Maya machte sich zur Gewohnheit, regelmäßig in dem Eckcafe zu speisen, die Band zu hören und allein zu sein. Sie saß mit dem Rücken zur Bar; aber es war unmöglich, sich nicht Gedanken zu machen über die Erde, ihren Kurs und ihre Erbsünde. Sie versuchte zu verstehen, sie versuchte, es so zu sehen, wie Frank es gesehen hätte, und versuchte, seine Stimme zu hören, wie er es analysierte.

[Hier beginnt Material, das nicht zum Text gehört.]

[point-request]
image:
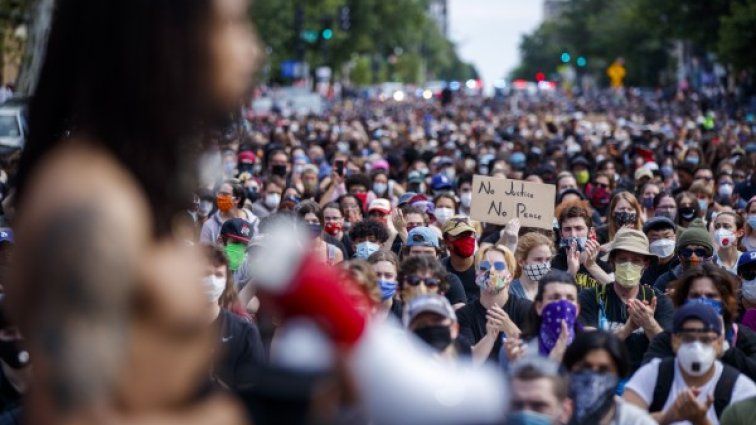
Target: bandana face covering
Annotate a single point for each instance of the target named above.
(593, 395)
(551, 324)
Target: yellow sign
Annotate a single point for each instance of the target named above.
(498, 200)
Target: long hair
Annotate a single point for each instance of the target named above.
(130, 77)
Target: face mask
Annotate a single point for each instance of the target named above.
(687, 213)
(628, 274)
(363, 250)
(205, 208)
(692, 160)
(696, 358)
(464, 247)
(536, 271)
(272, 200)
(593, 395)
(224, 203)
(332, 228)
(388, 289)
(551, 324)
(582, 177)
(717, 305)
(438, 337)
(724, 238)
(662, 248)
(600, 197)
(748, 289)
(379, 188)
(235, 253)
(622, 218)
(528, 417)
(725, 190)
(214, 287)
(648, 203)
(465, 199)
(751, 220)
(13, 354)
(567, 242)
(443, 214)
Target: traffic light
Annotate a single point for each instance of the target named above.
(345, 18)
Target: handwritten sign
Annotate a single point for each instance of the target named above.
(498, 200)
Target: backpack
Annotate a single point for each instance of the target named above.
(722, 391)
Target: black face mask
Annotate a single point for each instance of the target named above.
(438, 337)
(13, 354)
(687, 213)
(623, 218)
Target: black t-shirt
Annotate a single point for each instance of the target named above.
(467, 277)
(583, 278)
(616, 315)
(472, 321)
(241, 351)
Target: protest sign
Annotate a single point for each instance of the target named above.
(498, 200)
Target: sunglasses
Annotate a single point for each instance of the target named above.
(687, 252)
(485, 265)
(415, 280)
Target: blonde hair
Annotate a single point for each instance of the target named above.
(508, 256)
(526, 243)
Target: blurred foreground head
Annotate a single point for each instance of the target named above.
(112, 307)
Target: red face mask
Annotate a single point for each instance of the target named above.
(464, 247)
(332, 228)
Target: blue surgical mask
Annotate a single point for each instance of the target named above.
(388, 289)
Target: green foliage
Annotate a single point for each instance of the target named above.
(378, 30)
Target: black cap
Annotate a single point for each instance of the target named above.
(699, 311)
(658, 223)
(237, 229)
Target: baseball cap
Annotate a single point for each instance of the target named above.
(380, 204)
(457, 225)
(699, 311)
(658, 223)
(440, 182)
(746, 259)
(6, 235)
(433, 303)
(422, 236)
(237, 229)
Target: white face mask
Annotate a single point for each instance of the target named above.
(443, 214)
(696, 358)
(724, 238)
(748, 290)
(214, 287)
(465, 199)
(272, 200)
(662, 248)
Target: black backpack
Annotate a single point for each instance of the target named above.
(722, 392)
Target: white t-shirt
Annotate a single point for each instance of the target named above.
(644, 381)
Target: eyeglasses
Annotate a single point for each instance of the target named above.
(485, 265)
(687, 252)
(415, 280)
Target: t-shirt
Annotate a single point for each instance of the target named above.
(583, 278)
(466, 277)
(472, 321)
(616, 315)
(740, 413)
(644, 381)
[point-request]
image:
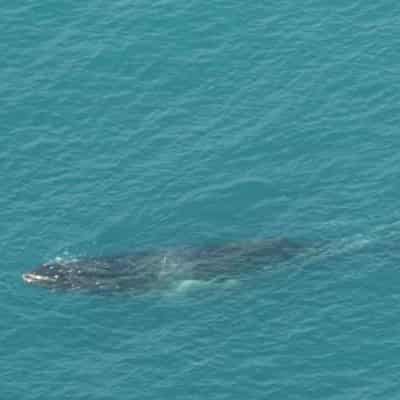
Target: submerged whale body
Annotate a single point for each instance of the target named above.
(144, 271)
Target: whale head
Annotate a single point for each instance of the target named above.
(50, 275)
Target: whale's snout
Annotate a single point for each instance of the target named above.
(35, 278)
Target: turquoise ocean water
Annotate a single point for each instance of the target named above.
(126, 125)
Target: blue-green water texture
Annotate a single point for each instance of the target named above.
(132, 125)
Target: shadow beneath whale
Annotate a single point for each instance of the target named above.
(144, 271)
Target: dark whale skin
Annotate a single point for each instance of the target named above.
(147, 270)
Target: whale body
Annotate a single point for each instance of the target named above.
(146, 270)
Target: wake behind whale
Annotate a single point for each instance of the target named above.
(149, 270)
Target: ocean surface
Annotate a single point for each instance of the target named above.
(132, 125)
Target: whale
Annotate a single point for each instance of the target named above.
(146, 270)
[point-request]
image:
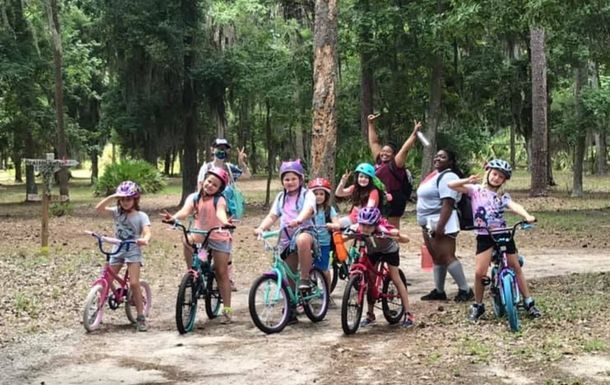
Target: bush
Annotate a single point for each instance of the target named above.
(143, 173)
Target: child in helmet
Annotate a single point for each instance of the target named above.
(367, 191)
(489, 201)
(326, 215)
(210, 207)
(129, 224)
(383, 249)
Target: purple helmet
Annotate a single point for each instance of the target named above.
(292, 166)
(369, 216)
(128, 189)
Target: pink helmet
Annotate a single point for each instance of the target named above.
(128, 189)
(221, 174)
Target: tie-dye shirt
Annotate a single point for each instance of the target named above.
(487, 207)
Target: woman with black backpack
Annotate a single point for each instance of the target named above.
(390, 169)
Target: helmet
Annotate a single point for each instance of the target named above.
(500, 165)
(221, 142)
(369, 216)
(366, 169)
(319, 184)
(221, 174)
(294, 166)
(128, 189)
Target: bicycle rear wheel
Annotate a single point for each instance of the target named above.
(352, 304)
(130, 306)
(391, 302)
(508, 287)
(213, 300)
(316, 301)
(93, 310)
(186, 303)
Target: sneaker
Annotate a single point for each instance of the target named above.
(435, 295)
(464, 296)
(408, 322)
(532, 310)
(476, 311)
(141, 323)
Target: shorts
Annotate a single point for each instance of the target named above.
(484, 242)
(392, 259)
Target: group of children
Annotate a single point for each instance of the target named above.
(300, 206)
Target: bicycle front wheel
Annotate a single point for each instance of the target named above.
(130, 306)
(213, 300)
(391, 303)
(508, 287)
(352, 304)
(268, 304)
(316, 301)
(186, 304)
(94, 308)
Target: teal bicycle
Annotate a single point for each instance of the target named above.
(273, 296)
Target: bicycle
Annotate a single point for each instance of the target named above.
(275, 292)
(504, 288)
(93, 310)
(359, 288)
(199, 281)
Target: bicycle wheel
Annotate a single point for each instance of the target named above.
(269, 304)
(390, 301)
(316, 301)
(94, 308)
(186, 304)
(130, 306)
(213, 300)
(508, 287)
(352, 304)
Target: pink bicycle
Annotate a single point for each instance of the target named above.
(103, 290)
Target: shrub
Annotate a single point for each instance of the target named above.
(143, 173)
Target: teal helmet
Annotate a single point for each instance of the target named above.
(366, 169)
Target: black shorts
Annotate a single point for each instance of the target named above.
(392, 259)
(484, 242)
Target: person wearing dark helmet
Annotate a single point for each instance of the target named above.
(489, 202)
(129, 224)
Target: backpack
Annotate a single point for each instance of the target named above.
(463, 206)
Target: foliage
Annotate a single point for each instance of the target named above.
(143, 173)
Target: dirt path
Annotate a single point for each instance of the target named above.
(240, 353)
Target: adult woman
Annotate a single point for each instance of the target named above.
(440, 225)
(390, 168)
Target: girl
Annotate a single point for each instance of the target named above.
(326, 215)
(383, 250)
(488, 204)
(368, 191)
(210, 208)
(129, 223)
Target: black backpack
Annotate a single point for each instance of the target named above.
(463, 207)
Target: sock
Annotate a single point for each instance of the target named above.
(439, 272)
(457, 272)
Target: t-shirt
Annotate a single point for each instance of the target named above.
(129, 226)
(429, 200)
(487, 207)
(320, 220)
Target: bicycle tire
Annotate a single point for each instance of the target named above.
(268, 286)
(352, 299)
(213, 299)
(186, 303)
(316, 307)
(130, 307)
(93, 310)
(508, 286)
(395, 313)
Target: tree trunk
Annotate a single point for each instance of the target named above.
(52, 14)
(539, 145)
(324, 130)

Die Gruppe der Elf (die alte G-7 plus Korea, Azania, Mexico und Rußland) hatte noch nominell das Kommando über einen großen Teil der Macht der Erde in Form von Militär und Kapital. Die einzigen echten Konkurrenten für diese alten Dinosaurier waren die großen Metanationalen, die wie Athene aus den Transnationalen hervorgegangen waren. Die großen Transnationalen — und in der Ökonomie der zwei Welten war definitionsgemäß nur für etwa ein Dutzend von ihnen Raum — waren natürlich daran interessiert, Länder in der Elfergruppe zu übernehmen, wie sie es mit so vielen kleineren Ländern schon getan hatten. Die Metanationalen, die bei diesem Bemühen Erfolg hätten, würden wahrscheinlich das Spiel um die Vorherrschaft untereinander gewinnen. Darum versuchten einige von ihnen, die G-11 zu teilen und zu erobern. Dabei taten sie ihr Bestes, die Elf gegeneinander aufzuhetzen oder einige zu bestechen, um die Reihen zu brechen. In dieser ganzen Zeit konkurrierten sie gegeneinander, so daß, während einige sich mit G-11-Ländern verbündet hatten, um sie sich unterzuordnen, andere sich auf ärmere Länder oder die Babytiger konzentriert hatten, um deren Kraft zu stärken. So gab es ein komplexes Gleichgewicht der Kräfte. Die stärksten alten Nationen standen gegen die größten neuen Metanationalen; und die Islamische Liga, Indien, China und die kleineren Metanationalen existierten als unabhängige Kraftzentren und Mächte, über die man nichts voraussagen konnte. Somit war das Gleichgewicht der Kräfte wie jedes momentane Gleichgewicht zerbrechlich. Das mußte so sein, da die Hälfte der Erdbevölkerung in Indien und China lebte — ein Umstand, den Maya nie ganz glauben oder verstehen konnte. Geschichte war so seltsam; und man konnte nicht wissen, zu welcher Seite dieser Hälfte der Menschheit sich die Waage neigen würde.